Stage direction by Ron Daniels was minimal but efficient, focusing subtly on both character and singer placement.
And members of the Virginia Symphony Orchestra—which also performs as the Virginia Opera Orchestra—performed Sondheim’s beautiful but often dissonant score with great skill and accuracy under the baton of the company’s newly official principal conductor and artistic advisor Adam Turner.
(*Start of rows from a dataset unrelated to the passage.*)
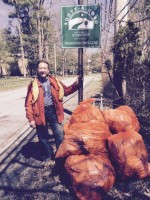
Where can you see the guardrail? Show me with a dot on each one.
(13, 80)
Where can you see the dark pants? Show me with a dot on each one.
(43, 135)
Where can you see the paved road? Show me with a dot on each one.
(12, 114)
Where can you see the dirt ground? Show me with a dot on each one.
(24, 178)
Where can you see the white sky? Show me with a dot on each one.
(5, 9)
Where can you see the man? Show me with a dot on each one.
(44, 106)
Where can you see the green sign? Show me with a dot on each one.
(80, 26)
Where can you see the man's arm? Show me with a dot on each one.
(28, 106)
(70, 89)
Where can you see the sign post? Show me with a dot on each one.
(80, 25)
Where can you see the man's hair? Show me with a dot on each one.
(42, 61)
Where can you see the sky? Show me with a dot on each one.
(4, 10)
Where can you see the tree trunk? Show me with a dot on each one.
(39, 35)
(21, 42)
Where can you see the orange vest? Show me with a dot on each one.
(35, 110)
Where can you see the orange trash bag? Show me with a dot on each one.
(90, 175)
(85, 112)
(121, 119)
(84, 138)
(129, 154)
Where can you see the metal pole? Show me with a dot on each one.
(80, 69)
(55, 59)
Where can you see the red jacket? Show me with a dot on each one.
(35, 111)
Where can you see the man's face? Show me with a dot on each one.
(43, 70)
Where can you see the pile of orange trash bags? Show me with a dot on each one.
(100, 145)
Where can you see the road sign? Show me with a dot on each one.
(80, 25)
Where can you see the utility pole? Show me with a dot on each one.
(118, 81)
(55, 59)
(80, 68)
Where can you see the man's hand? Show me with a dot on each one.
(32, 124)
(79, 77)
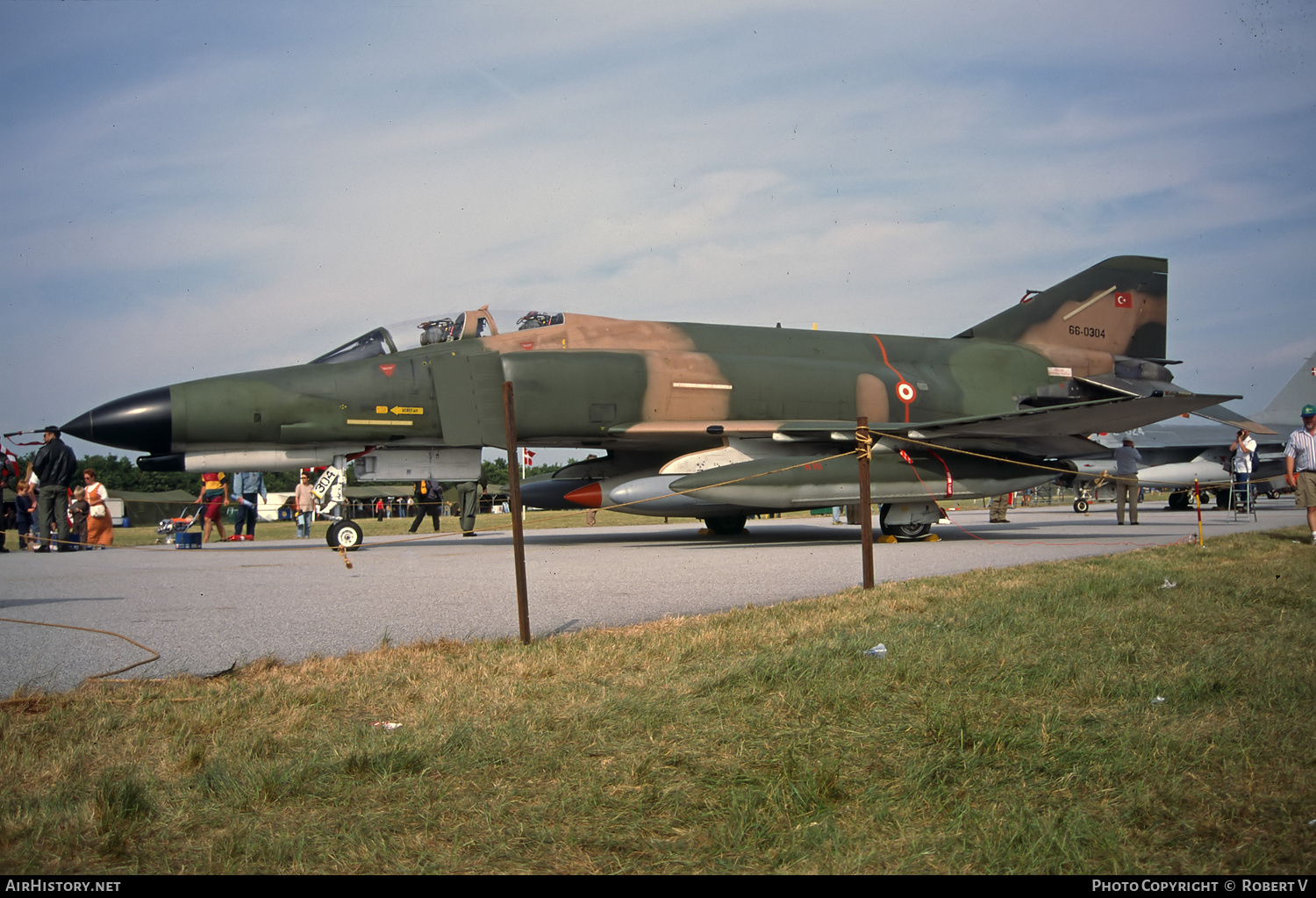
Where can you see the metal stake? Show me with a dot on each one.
(513, 476)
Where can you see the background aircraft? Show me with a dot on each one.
(1177, 452)
(712, 421)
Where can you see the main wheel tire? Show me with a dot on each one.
(345, 534)
(903, 532)
(726, 524)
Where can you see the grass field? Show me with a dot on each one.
(1061, 718)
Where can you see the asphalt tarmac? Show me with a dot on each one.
(207, 608)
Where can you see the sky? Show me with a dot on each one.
(199, 189)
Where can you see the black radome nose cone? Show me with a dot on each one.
(142, 421)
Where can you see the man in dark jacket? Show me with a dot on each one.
(54, 468)
(428, 498)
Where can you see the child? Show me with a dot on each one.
(78, 511)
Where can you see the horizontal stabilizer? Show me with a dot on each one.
(1221, 415)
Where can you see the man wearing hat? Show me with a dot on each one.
(1126, 460)
(1300, 463)
(54, 469)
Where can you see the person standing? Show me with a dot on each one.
(8, 481)
(428, 502)
(78, 511)
(249, 486)
(304, 498)
(53, 471)
(100, 527)
(1126, 481)
(468, 500)
(1242, 449)
(213, 498)
(1300, 465)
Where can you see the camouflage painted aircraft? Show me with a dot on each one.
(1177, 453)
(712, 421)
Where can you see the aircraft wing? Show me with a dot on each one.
(1102, 415)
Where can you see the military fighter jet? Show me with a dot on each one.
(1179, 453)
(712, 421)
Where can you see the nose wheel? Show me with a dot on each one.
(344, 535)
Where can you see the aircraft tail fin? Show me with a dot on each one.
(1299, 392)
(1118, 307)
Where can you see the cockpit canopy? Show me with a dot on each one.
(478, 323)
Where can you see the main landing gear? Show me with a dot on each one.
(344, 535)
(915, 521)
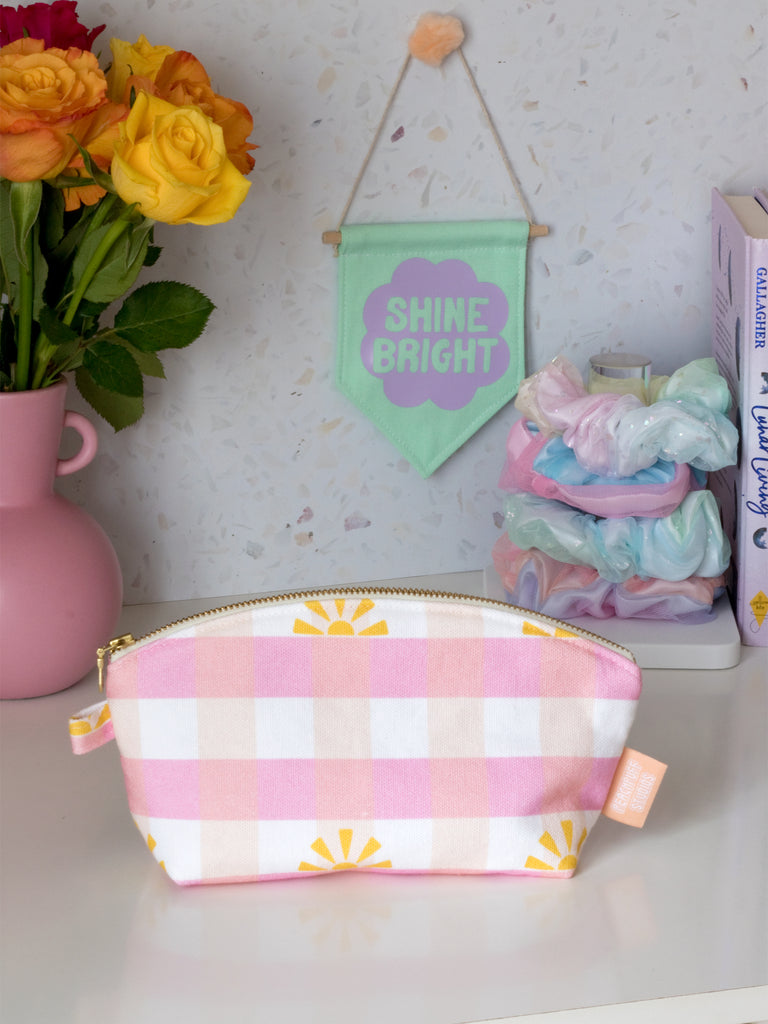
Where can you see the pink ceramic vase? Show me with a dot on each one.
(60, 586)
Saturday’s attendance was good but not great, with some “real” opera fans perhaps looking to skip out on something that wasn’t reliably Puccini. However, “Sweeney Todd’s” Broadway image notwithstanding, this work, with its fiendishly clever, Gilbert & Sullivan-style libretto and tricky, spiky, but often lovely score, really does work as a serious opera, fitting into this genre better, we think, than generally lighter, more ephemeral Broadway fare.
When Virginia Opera takes risks in this economic environment, as they did fairly recently with their astounding production of Philip Glass’ 1993 “Orphée,” northern Virginia audiences should be more adventurous and take a chance. They might just find they’ve discovered a new and entirely unexpected favorite.
Rating: *** (Three stars.)
* An editorial aside, FWIW. Back in the day, the accepted terms that described an on-stage device used for amplification was “mike.” The associated adjective for describing that sound was “miked,” or sometimes simply “amplified.” Somewhere in the more recent mists of time, the initial term and its derivatives somehow were capriciously reborn as “mic” and “mic’d.” This strange transformation never made any sense to us. Worse, on the page, the new spelling doesn’t visually represent the correct pronunciation of the term. As a result, this reviewer remains steadfastly retro by insisting on the original usage.